La république de Hongrie, pays d’Europe centrale d’une superficie de 93 030 km² est peuplée de plus de 10 000 000 d’habitants, elle est membre de L’ Union européenne depuis le 1er mai 2004.
Sa capitale, Budapest, compte 1 650 000 habitants.

 

De Ptuj, pour rejoindre Nagykanizsa, la route nous fait pénétrer en Croatie sur quelques kilomètres.

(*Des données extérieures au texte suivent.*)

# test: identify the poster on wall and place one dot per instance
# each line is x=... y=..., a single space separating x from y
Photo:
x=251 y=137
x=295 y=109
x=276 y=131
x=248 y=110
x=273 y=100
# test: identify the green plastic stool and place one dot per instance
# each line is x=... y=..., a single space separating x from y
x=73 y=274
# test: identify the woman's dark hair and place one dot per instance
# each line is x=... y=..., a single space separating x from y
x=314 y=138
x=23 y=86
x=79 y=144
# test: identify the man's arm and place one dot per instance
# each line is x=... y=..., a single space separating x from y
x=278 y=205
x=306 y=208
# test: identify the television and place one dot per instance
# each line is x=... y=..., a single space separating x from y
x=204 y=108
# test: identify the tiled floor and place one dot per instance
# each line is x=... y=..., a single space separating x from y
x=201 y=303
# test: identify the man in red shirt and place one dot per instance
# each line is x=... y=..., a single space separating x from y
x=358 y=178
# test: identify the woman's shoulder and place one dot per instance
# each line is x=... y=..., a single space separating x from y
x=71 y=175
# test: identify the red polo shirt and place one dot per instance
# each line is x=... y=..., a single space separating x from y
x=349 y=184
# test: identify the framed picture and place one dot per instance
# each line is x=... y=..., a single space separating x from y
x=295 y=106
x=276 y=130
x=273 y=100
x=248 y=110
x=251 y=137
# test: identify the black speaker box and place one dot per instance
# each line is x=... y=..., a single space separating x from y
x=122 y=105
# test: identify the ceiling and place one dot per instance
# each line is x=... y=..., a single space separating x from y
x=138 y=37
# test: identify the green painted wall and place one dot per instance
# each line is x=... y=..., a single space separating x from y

Nous avons parcouru 1850 kms depuis Bordeaux quand nous entrons en Hongrie.

Nous prenons la direction du Kis Balaton afin de voir la réserve ornitologique située dans le parc national du Haut Balaton (Balaton Felvidéki Nemzeti Park).

L’île du Kanyavar ( Kanyavari Sziget ) est accessible aux visiteurs, nous y accèdons par un élégant pont aux arcades semi-circulaires en bois.

Un parcours bien fléché nous incite à en faire le tour.

 

     
 

La possibilité de passer la nuit sur le parking de l’ile nous ayant été refusée, nous avons trouvé le bivouac trois kilomètres plus loin près d’une autre entrée du parc.

 

 Nous découvrons ces originales constructions traditionnelles en bois que nous pensons pouvoir servir d’affût ou de refuge, mais également de réserve de bois de chauffage….

 

Lac Balaton

Après une très bonne nuit, nous arrivons à Keszthely.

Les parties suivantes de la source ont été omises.